|Insect in a box - REK|
This tiny winged creature's body measured 10mm. It was quite lively and since it wouldn't be surviving the winter weather anyway, it went into the freezer for euthanasia, nestled in the ice tray along with future suppers. Did I mention that Barb is a very tolerant naturalist?
|Ventral view - Click to enlarge REK|
You might think that something this strange would be easy to identify but I practically wore out my Peterson's field guide without coming close. Googling "strange wings moths" and other topics failed to find a picture and my personal resources were traveling abroad. Finally I sent it to Bugguide and got a prompt response from A. Henderson. This is an eggplant leafroller, Lineodes integra.
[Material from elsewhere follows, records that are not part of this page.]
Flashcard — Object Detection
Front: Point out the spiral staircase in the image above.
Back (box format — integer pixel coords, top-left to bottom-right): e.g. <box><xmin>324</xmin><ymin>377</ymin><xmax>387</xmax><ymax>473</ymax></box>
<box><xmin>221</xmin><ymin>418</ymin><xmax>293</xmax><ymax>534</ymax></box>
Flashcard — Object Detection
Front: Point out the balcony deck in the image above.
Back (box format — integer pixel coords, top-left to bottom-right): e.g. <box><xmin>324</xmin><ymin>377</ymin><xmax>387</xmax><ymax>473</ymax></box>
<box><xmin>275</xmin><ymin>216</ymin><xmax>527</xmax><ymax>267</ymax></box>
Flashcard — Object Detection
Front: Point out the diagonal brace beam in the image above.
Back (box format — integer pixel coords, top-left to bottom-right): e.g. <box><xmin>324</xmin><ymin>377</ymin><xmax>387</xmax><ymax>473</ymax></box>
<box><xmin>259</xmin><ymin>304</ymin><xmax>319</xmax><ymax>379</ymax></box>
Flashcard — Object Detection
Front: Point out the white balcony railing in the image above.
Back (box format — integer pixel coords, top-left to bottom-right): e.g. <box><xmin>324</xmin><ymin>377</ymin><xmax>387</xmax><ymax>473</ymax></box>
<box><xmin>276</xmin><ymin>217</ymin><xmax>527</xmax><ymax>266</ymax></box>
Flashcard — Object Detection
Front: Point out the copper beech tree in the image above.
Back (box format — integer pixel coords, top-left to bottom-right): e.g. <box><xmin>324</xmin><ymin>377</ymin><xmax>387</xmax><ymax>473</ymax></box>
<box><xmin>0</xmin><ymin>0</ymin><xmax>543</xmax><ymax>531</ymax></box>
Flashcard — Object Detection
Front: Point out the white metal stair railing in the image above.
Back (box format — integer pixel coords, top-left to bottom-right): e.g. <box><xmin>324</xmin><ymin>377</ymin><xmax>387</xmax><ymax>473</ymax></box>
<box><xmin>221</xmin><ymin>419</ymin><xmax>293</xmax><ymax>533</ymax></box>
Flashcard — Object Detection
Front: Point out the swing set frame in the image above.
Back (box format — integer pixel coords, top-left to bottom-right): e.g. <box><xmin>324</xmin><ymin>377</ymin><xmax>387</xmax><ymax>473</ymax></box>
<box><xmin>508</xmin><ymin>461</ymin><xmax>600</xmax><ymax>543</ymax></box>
Bugguide lists larval food plants in the "tomato family (Solanaceae), such as eggplant (Solanum melongena), ground-cherry (Physalis spp.), pepper (Capsicum spp.), tropical soda apple (Solanum viarum), and garden tomato (Solanum lycopersicon)." Our moth didn't have far to fly, just a few feet from our dying cherry tomato and jalapeno pepper plants that had nurtured it this fall.
|Margarethe Brummermann PhD|
|Lineodes integra - Wikipedia|
I could only make out the beautiful wing pattern with magnification and a bright light. Under the microscope you can see the tibial ruffles on its long, thin legs. You can see more of this moth's life cycle on this Arizonabeetlesbugsbirdsandmore link.